In a plot of transmission rate R as a function of spectral efficiency η (bits per second per hertz) and optical signal-to-noise ratio (Eb/N0), the channel capacity C is the Shannon limit. R cannot be greater than C. (Adapted from http://bit.ly/2ulpehR)
The trend toward higher-capacity and more-flexible systems was evident on the show floor, where the Optical Internetworking Forum, a nonprofit consortium promoting interoperable computer networking, ran interoperability demonstrations for both 400 Gbit and Flexible Ethernet. The consortium’s 400 Gbit ZR standard is an inexpensive version of 400 Gbit Ethernet designed for datacenter links extending up to 100 km and wavelength-division multiplexing (WDM). It also can run the high-order 16QAM modulation code.
Most first-generation 400 Gbit systems are limited to spans of 100 km, suitable for links between datacenters in the same urban area. Their data rates typically drop to 200 Gbit/s at metro distances of a few hundred kilometers and to 100 Gbit/s at longer distances. At OFC, both Ciena and Infinera (Sunnyvale, CA) announced plans for a new generation of 800 Gbit systems able to carry two 400 Gbit signals between datacenters.
Market needs are diverging, says Xenos, so Ciena will introduce two versions of its new Wavelogic5 system. The Extreme model focuses on high-bandwidth needs, transporting 800 Gbit to 100 to 200 km and 600 Gbit for up to 1000 km. The Extreme can carry 400 Gbit over transpacific distances when users need long-haul transport. Operating at 800 Gbit requires using a cutting-edge digital signal processor fabricated with 7 nm features that transmits 95 gigasymbols per second (a rate of about 95 GHz), packing more signals into each symbol, and using high-bandwidth electro-optics. Plans call for deliveries of that system to start by year-end. A smaller Nano version with data rates of 100 to 400 Gbit also is planned to fit into smaller places at lower cost, primarily datacenters.
Infinera announced its own 800 Gbit system, the Infinite Capacity Engine (ICE)6, for delivery in the second half of 2020. That will upgrade the current 400 Gbit ICE4 by dynamically adjusting the number of bits per modulation symbol and improving its use of subcarriers to split the signal into multiple carriers using lower baud rates.
Record spectral efficiency
At the technical sessions, engineers from Infinera and Facebook reported setting a record spectral efficiency of 6.21 bits per second per hertz of bandwidth for long-haul data efficiency in tests on the 6605 km MAREA cable between Virginia and Spain.
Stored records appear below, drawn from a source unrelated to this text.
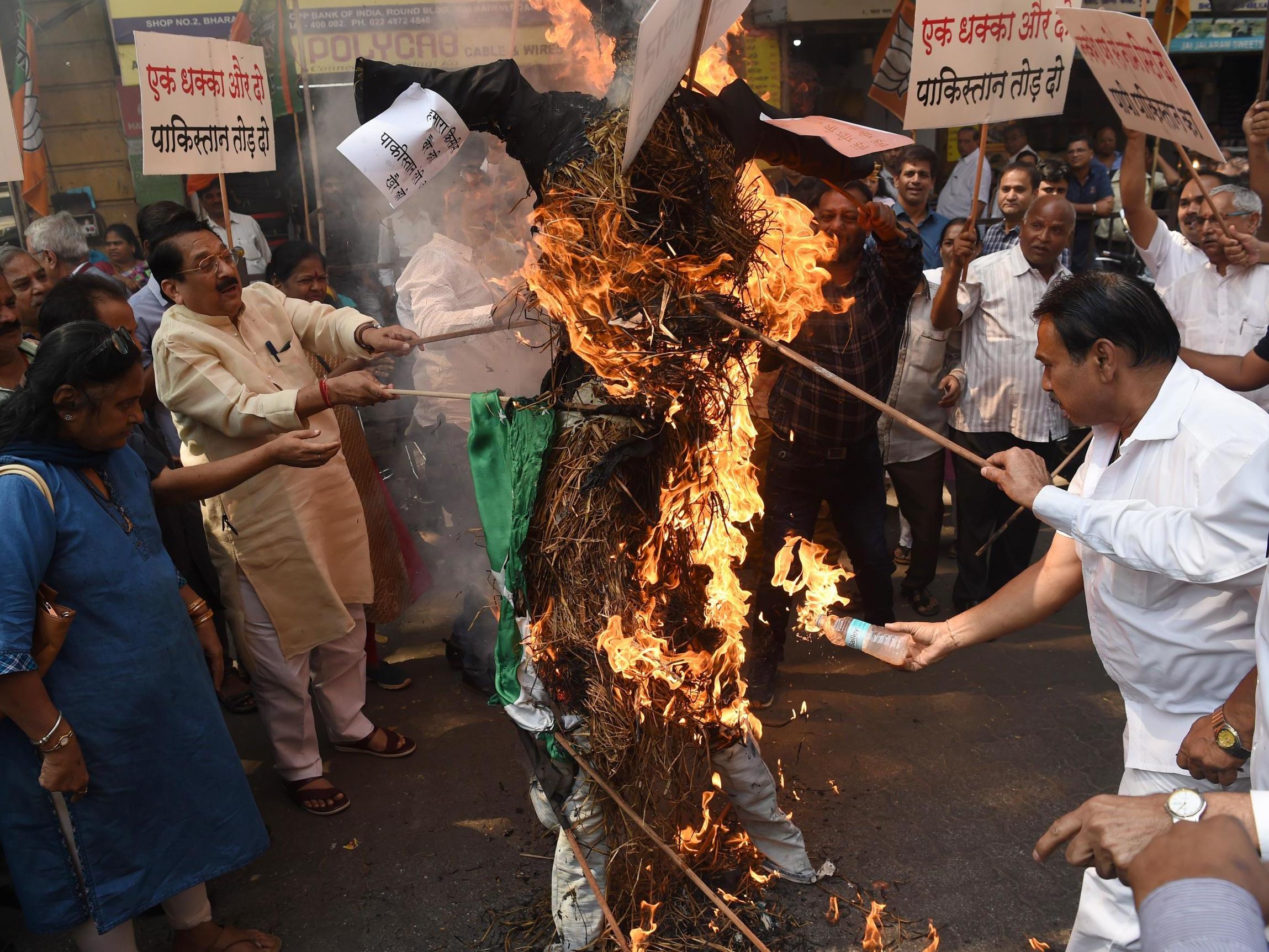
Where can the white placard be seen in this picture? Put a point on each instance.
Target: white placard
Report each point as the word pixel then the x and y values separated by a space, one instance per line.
pixel 987 61
pixel 205 105
pixel 10 152
pixel 409 142
pixel 1140 80
pixel 847 137
pixel 663 56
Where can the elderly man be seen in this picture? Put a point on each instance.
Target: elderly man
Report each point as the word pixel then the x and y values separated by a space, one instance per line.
pixel 290 545
pixel 825 445
pixel 957 198
pixel 30 282
pixel 1004 405
pixel 1181 650
pixel 1220 309
pixel 59 241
As installed, MAREA transmitted 20 Tbit/s on each of eight fiber pairs. The team led by Stephen Grubb of Facebook and Pierre Mertz of Infinera set aside one fiber for tests using the 16QAM (quadrature amplitude modulation) code on a superchannel with eight evenly spaced laser sources. By setting four binary bits during each symbol interval, 16QAM can select binary numbers from 0000 to 1111.
The test was the first to successfully use 16QAM over transatlantic distances, says Geoff Bennett of Infinera. They only used a few wavelengths at once, but they filled the extra channels with noise to model their behavior when carrying error-free signals, and from that estimated that a fiber filled with superchannels could transmit 26.2 Tbit/s of data. At that level, he wrote in a blog “we are approaching the nonlinear Shannon limit [see figure] in long-haul and subsea cable systems, so each innovation in coherent processing or optical components is focused on pulling out incremental fractions of a decibel in transmission budget to increase capacity-reach over a given fiber pair.”
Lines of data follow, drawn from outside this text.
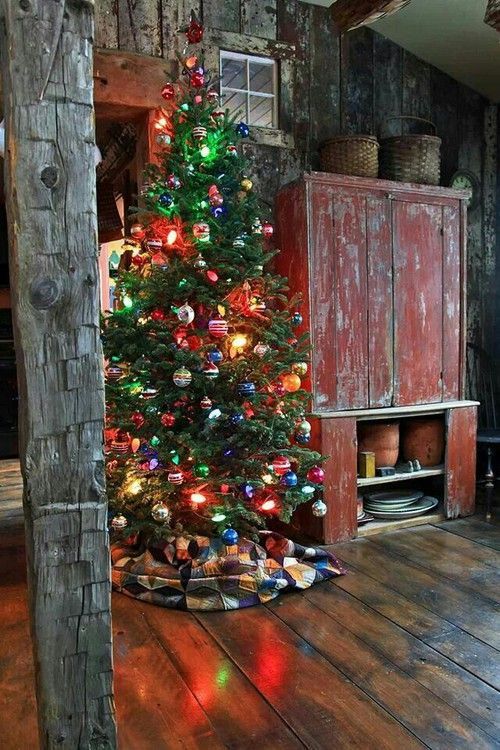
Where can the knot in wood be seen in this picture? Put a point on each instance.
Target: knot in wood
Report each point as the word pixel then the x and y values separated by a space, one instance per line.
pixel 44 293
pixel 50 176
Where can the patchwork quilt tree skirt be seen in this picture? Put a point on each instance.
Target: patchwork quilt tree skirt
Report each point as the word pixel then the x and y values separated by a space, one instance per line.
pixel 205 574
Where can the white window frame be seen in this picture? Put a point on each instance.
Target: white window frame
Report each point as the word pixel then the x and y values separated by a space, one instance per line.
pixel 248 58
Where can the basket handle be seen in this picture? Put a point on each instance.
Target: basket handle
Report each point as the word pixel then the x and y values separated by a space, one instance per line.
pixel 411 117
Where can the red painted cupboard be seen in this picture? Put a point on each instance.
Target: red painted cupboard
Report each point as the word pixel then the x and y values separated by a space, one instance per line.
pixel 381 268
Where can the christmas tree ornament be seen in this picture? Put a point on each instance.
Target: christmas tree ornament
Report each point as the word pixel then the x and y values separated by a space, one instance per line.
pixel 215 356
pixel 280 465
pixel 185 314
pixel 199 263
pixel 157 315
pixel 167 419
pixel 201 231
pixel 137 231
pixel 319 508
pixel 198 498
pixel 119 522
pixel 300 368
pixel 291 382
pixel 175 477
pixel 201 471
pixel 246 389
pixel 316 475
pixel 289 479
pixel 267 229
pixel 160 513
pixel 229 537
pixel 168 92
pixel 210 370
pixel 173 182
pixel 199 132
pixel 137 418
pixel 218 327
pixel 243 130
pixel 261 349
pixel 194 32
pixel 182 377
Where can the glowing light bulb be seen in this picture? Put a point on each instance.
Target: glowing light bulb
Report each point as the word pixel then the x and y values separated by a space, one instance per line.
pixel 218 518
pixel 197 497
pixel 268 505
pixel 239 341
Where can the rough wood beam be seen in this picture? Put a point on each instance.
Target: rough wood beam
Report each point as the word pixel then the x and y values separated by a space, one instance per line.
pixel 50 177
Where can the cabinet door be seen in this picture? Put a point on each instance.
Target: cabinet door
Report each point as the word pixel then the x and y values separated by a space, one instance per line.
pixel 418 302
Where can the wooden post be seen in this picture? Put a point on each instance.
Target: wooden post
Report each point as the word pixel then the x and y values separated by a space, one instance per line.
pixel 50 189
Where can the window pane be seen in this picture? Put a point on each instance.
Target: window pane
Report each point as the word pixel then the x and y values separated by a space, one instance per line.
pixel 235 102
pixel 261 111
pixel 261 78
pixel 234 73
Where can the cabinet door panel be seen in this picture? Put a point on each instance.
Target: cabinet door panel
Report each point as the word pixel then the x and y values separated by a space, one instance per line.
pixel 418 302
pixel 380 308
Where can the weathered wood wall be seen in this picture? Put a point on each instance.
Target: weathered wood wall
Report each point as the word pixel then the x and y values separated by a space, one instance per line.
pixel 339 84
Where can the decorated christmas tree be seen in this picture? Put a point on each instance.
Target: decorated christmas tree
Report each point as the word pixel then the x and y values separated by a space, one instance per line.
pixel 207 430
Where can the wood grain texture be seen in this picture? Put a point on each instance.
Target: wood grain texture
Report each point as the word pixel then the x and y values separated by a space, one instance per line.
pixel 54 282
pixel 460 493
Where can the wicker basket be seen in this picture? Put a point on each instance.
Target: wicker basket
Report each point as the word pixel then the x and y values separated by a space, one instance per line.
pixel 350 14
pixel 350 154
pixel 492 16
pixel 411 158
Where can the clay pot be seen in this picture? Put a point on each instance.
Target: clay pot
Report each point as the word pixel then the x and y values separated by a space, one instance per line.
pixel 423 439
pixel 382 438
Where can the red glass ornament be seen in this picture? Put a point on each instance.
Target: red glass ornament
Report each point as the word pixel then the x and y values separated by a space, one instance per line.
pixel 157 315
pixel 137 419
pixel 316 475
pixel 167 419
pixel 197 79
pixel 194 32
pixel 168 92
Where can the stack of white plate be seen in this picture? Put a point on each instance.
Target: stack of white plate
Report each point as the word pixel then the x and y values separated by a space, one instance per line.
pixel 398 504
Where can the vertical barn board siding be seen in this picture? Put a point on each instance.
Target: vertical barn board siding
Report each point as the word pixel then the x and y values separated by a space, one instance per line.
pixel 357 81
pixel 258 18
pixel 379 296
pixel 53 259
pixel 444 105
pixel 222 14
pixel 324 48
pixel 418 314
pixel 387 85
pixel 416 92
pixel 451 303
pixel 350 295
pixel 339 441
pixel 106 24
pixel 460 492
pixel 323 304
pixel 140 26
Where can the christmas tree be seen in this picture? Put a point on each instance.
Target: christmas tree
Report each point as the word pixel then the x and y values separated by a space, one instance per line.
pixel 206 414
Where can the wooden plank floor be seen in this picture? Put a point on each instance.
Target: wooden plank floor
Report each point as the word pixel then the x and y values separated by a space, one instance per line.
pixel 401 653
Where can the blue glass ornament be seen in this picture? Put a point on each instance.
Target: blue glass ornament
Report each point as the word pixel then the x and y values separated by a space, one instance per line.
pixel 165 199
pixel 243 129
pixel 215 356
pixel 229 537
pixel 289 479
pixel 246 389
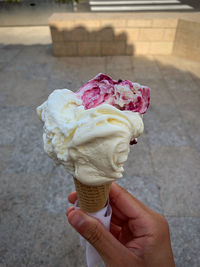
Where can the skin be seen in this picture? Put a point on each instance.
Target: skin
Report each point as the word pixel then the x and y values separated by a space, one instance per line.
pixel 138 235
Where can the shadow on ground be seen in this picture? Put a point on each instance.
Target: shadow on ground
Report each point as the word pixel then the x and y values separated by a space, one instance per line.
pixel 162 169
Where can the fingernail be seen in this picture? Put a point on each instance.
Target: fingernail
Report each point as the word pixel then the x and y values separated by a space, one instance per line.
pixel 76 220
pixel 69 210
Big data companies are facing up to that limit on individual fiber capacity. “The need for parallelism is now established,” said Herve Fevrier of Facebook at OFC. Increasing fiber count may help in the near-term, but submarine cables would require design to handle more than about 25 fiber pairs. He says the “natural evolution” would be to space-division multiplexing in multicore or multimode fibers, but warns that would require improvements in power efficiency and optical amplification.